The following statements are not explicitly stated in the paper, so they are assumptions on my part:
- There are only 2 two-rectangle features, 2 three-rectangle features and 1 four-rectangle feature. The logic behind this is that we are observing the difference between the highlighted rectangles, not explicitly the color or luminance or anything of that sort.
- We cannot define feature type A as a 1x1 pixel block; it must at least be at least 1x2 pixels. Also, type D must be at least 2x2 pixels, and this rule holds accordingly to the other features.
- We cannot define feature type A as a 1x3 pixel block as the middle pixel cannot be partitioned, and subtracting it from itself is identical to a 1x2 pixel block; this feature type is only defined for even widths. Also, the width of feature type C must be divisible by 3, and this rule holds accordingly to the other features.
- We cannot define a feature with a width and/or height of 0. Therefore, we iterate x and y to 24 minus the size of the feature.

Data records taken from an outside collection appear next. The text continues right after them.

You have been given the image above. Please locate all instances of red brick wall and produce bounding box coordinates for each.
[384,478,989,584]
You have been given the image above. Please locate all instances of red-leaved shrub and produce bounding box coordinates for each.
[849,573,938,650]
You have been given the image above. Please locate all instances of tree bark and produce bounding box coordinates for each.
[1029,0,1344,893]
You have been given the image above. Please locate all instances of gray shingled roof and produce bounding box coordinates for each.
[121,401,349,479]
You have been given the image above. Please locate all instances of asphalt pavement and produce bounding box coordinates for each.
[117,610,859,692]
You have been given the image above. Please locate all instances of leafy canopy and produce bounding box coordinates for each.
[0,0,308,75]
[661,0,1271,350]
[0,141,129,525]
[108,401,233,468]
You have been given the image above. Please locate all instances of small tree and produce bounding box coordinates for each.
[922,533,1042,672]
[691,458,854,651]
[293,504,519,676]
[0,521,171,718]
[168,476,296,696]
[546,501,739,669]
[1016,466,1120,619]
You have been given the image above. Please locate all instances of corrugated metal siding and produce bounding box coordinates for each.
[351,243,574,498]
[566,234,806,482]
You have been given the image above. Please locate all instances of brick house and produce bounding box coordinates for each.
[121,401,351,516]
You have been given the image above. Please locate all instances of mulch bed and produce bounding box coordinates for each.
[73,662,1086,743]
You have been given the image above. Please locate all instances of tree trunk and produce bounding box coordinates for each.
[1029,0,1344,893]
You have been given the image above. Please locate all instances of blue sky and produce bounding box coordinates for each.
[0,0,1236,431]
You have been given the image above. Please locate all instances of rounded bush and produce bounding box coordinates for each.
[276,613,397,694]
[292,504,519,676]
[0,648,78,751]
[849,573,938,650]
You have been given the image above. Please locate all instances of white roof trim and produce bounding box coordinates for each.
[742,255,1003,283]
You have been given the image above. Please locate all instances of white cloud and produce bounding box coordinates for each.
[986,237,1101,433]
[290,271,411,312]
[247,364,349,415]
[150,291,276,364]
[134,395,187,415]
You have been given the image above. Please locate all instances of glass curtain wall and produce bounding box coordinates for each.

Based upon these assumptions, I ve counted the exhaustive set:
const int frameSize = 24;
const int features = 5;
// All five feature types:
const int feature[features][2] = {{2,1}, {1,2}, {3,1}, {1,3}, {2,2}};
int count = 0;
// Each feature:
for (int i = 0; i < features; i++) {
int sizeX = feature[i][0];
int sizeY = feature[i][1];
// Each position:
for (int x = 0; x <= frameSize-sizeX; x++) {
for (int y = 0; y <= frameSize-sizeY; y++) {
// Each size fitting within the frameSize:
for (int width = sizeX; width <= frameSize-x; width+=sizeX) {
for (int height = sizeY; height <= frameSize-y; height+=sizeY) {
count++;
}
}
}
}
}
The result is 162,336.
The only way I found to approximate the "over 180,000" Viola & Jones speak of, is dropping assumption #4 and by introducing bugs in the code. This involves changing four lines respectively to:
for (int width = 0; width < frameSize-x; width+=sizeX)

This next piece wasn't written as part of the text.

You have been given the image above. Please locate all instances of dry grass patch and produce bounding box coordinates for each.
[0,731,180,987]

for (int height = 0; height < frameSize-y; height+=sizeY)
The result is then 180,625. (Note that this will effectively prevent the features from ever touching the right and/or bottom of the subframe.)
Now of course the question: have they made a mistake in their implementation? Does it make any sense to consider features with a surface of zero? Or am I seeing it the wrong way?